Apolipoprotein analogues

The invention relates to a pharmaceutical composition comprising an apolipoprotein construct, to an apolipoprotein construct, a nucleic acid sequence encoding the apolipoprotein construct, a vector comprising the nucleic acid sequence, a method for producing the apolipoprotein construct, and a method of treatment comprising administering the apolipoprotein construct.

In the following, the term Apo A or apolipoprotein A will be used to designate any of the three apolipoproteins, Apolipoprotein A I, Apolipoprotein A II, or Apolipoprotein A IV.

Cardiovascular diseases caused by atherosclerosis in the vessels is the most frequent cause of death in the industrialised countries of the World. One of the pathogenic factors causing atherosclerosis is the deposition of cholesterol in the vessel walls leading to plaque formation and eventually to arterosclerosis and increased risk of infarction.

Apolipoprotein A-1 (apo-A-1) is the main component of plasma HDL (high density lipoprotein), which is negatively correlated to the presence of arterosclerosis. There is strong experimental evidence that this effect is caused by so-called reverse cholesterol transport from peripheral tissues to the liver. There is also experimental evidence that this reverse cholesterol transport can be stimulated in mammals by injection of apo-A-1.

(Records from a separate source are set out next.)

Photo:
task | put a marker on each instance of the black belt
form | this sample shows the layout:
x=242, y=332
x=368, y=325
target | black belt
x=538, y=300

Apolipoprotein A-1 is rapidly cleared from plasma. It is believed that Apo-A-1 is to a large extent removed from plasma by filtration in the kidneys without being broken down first (Braschi et al 1999, J Lipid Res, 40:522-532; Braschi et al 2000, Biochemistry, 39:5441-5449; Glass et al 1983, J Biol Chem 258:7161-7167). The short plasma half-life of apolipoprotein A is a constraint against using the protein in the treatment of atherosclerosis.

U.S. Pat. No. 5,876,968 (SIRTORI ET AL.) concerns substantially pure dimers of a variant of apo-A-1 called apolipoprotein A-1-Milano. Medicaments containing the dimer can be used for preventing thrombosis or they can be used as a prodrug for the monomer. A specific feature of this particular variant of apo-A-I is its ability to form covalent dimers with itself. The authors speculated that the presence of Apo A-I-M may be responsible for a prolonged plasma half-life, but no conclusive data have been presented.

U.S. Pat. No. 5,643,757 (SHA-IL ET AL.) discloses a method for the production of pure, stable, mature and biologically active human apolipoprotein A-I in high yield.

U.S. Pat. No. 5,990,081 (AGELAND ET AL.) discloses a method for treatment of arterosclerosis or cardiovascular diseases by administering a therapeutically effective amount of apoliproprotein A or apolipoprotein E.

WO 96/37608 (RHONE-POULENC ROHRER ET AL.) describes human homologous dimers of apolipoprotein A-I variants comprising cystein in position 151. The presence of the cystein residue in the amino acid sequence allows the formation of dimers via disulphide bridges between the monomers. The reference furthermore discloses the corresponding nucleic acid sequences and vectors comprising these as well as pharmaceutical compositions comprising the variants and the use of these in gene therapy.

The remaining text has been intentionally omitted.